Sinners estreou cercado de elogios por apostar em uma trama fechada, fugindo do padrão dos grandes universos compartilhados. Mesmo assim, o thriller de Ryan Coogler deixou fãs curiosos para saber se aquele mundo sombrio ganha novos capítulos.
Durante um podcast, o cineasta confirmou que já existem discussões internas sobre expandir a história, mas de uma forma que quase ninguém esperava: “Sinners quadrinhos” pode se tornar realidade antes de qualquer retorno às telas.
Conversas sobre a próxima fase de Sinners
Em participação no Heroes Journey, Coogler contou que artistas de storyboard, muitos também fãs de HQs, questionaram a possibilidade de transformar a obra em uma série limitada de seis a doze edições. “A ideia foi ventilada mais de uma vez”, admitiu o diretor.
Esse movimento não é incomum.

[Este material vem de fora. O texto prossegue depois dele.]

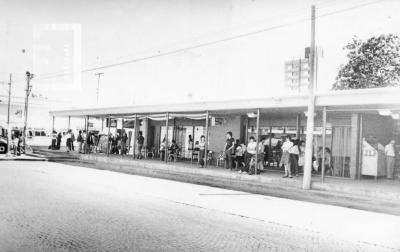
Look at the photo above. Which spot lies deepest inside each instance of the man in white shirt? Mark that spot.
(287, 144)
(390, 156)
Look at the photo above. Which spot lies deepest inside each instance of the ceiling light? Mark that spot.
(252, 115)
(385, 112)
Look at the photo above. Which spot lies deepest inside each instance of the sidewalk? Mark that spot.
(369, 191)
(23, 157)
(366, 188)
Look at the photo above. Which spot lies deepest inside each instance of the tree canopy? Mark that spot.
(372, 63)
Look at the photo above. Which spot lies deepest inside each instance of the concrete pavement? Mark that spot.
(55, 207)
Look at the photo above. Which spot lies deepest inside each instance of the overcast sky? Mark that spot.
(117, 31)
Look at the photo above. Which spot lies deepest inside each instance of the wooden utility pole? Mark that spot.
(310, 112)
(29, 76)
(258, 140)
(8, 116)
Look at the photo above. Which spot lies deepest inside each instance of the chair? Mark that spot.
(174, 155)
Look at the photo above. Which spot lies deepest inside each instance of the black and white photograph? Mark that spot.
(200, 125)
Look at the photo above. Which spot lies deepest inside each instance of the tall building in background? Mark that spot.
(297, 72)
(297, 75)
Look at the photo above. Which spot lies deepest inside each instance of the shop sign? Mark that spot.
(217, 121)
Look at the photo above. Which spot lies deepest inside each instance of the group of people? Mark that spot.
(170, 152)
(119, 143)
(85, 141)
(242, 157)
(17, 146)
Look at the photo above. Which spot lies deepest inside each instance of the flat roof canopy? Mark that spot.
(357, 100)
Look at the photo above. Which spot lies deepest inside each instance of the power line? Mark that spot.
(206, 44)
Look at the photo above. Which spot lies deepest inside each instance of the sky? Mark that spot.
(109, 32)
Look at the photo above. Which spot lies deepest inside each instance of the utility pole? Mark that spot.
(28, 89)
(310, 112)
(98, 86)
(8, 117)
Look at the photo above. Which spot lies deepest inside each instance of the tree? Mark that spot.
(373, 63)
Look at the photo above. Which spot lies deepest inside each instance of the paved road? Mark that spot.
(54, 207)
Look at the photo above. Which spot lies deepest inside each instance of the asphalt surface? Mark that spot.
(54, 207)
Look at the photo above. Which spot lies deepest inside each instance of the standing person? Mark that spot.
(68, 136)
(124, 139)
(239, 155)
(72, 140)
(173, 150)
(251, 151)
(390, 157)
(53, 140)
(80, 141)
(84, 139)
(140, 142)
(202, 151)
(89, 142)
(302, 154)
(59, 138)
(294, 153)
(228, 148)
(163, 147)
(285, 159)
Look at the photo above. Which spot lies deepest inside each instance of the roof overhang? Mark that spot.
(357, 100)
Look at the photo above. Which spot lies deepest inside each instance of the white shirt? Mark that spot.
(294, 150)
(286, 146)
(389, 150)
(252, 147)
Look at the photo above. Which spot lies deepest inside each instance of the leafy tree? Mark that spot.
(373, 63)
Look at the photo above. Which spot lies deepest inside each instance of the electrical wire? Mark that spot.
(214, 42)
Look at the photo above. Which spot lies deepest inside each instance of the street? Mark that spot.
(47, 206)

Franquias como Godzilla, Predator e até Supernatural ganharam fôlego extra em linhas editoriais, mantendo o interesse do público entre um lançamento e outro.

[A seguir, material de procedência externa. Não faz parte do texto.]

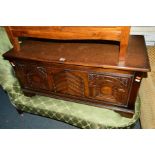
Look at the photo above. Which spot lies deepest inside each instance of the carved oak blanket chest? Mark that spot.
(86, 71)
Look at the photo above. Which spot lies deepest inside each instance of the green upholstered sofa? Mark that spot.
(82, 116)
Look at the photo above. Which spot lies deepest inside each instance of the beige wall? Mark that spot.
(147, 31)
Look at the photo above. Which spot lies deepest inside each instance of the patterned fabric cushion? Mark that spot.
(82, 116)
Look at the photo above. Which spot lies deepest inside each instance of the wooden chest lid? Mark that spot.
(96, 54)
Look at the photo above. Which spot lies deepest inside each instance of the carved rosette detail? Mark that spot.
(109, 88)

Por que uma sequência live-action deve demorar
Coogler deixou claro que fez Sinners como uma pausa após a maratona criativa de Creed e Pantera Negra, cujo escopo exige anos de dedicação. Ele buscava uma história pessoal, livre de pressões para construir sagas contínuas.
Produzir um segundo longa exigiria repetir o grande esforço de agenda, elenco e orçamento. Por isso, no curto prazo, a franquia deve seguir outro caminho, e “Sinners quadrinhos” surge como solução viável para manter a chama acesa.

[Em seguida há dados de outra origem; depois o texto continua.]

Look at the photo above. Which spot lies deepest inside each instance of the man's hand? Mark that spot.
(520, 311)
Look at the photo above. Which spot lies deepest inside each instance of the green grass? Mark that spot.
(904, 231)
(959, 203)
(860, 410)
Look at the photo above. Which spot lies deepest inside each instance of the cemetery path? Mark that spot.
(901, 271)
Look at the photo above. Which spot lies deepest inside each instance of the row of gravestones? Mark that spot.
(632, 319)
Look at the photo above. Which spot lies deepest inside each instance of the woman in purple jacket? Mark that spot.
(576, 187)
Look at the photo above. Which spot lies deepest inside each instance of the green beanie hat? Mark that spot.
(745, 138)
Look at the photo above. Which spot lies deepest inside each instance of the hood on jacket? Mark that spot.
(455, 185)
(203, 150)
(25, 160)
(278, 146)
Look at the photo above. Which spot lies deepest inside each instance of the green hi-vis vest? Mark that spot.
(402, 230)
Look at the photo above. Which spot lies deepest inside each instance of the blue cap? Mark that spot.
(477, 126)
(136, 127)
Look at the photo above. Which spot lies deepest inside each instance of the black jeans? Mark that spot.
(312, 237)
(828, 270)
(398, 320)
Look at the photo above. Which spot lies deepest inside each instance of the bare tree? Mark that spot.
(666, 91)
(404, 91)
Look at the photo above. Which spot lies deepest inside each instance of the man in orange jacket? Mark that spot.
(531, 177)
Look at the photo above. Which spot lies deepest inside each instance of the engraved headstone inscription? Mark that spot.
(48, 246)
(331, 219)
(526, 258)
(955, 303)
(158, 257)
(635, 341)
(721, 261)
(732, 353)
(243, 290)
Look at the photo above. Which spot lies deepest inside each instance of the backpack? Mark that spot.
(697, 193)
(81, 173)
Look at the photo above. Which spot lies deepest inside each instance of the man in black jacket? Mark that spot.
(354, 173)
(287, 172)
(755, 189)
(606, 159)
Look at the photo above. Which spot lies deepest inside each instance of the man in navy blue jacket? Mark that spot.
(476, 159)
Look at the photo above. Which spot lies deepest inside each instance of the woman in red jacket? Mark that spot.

Quadrinhos se mostram o terreno ideal
Com atmosfera noir, violência estilizada e personagens moralmente ambíguos, Sinners já soa como adaptação de graphic novel que nunca existiu. Títulos como Sin City e Oldboy provaram que essa estética migra bem para a linguagem das HQs.
Além disso, o formato oferece liberdade para explorar detalhes deixados fora da tela: passados trágicos, monstros folclóricos ou eventos históricos como a participação dos gêmeos na Primeira Guerra Mundial.
Formato fechado que conquista leitores
Séries curtas, de alto teor dramático, atraem quem procura tramas coesas sem a necessidade de acompanhar dezenas de edições. Road to Perdition e A History of Violence são exemplos de narrativas contidas que depois brilharam no cinema.
Imagem: Imagem: Divulgação
Tramas paralelas já estão na mesa
Coogler mencionou ideias tanto de prelúdios quanto de spin-offs. Um arco focado em Remmick, por exemplo, poderia detalhar a vida do pistoleiro antes dos acontecimentos do filme. Já os caçadores Choctaw dariam origem a um thriller ambientado em florestas do sul dos EUA.
Essas possibilidades reforçam o poder do conceito “Sinners quadrinhos”, pois cada linha narrada em página impressa pode, no futuro, saltar de volta para o live-action ou até para uma minissérie de TV.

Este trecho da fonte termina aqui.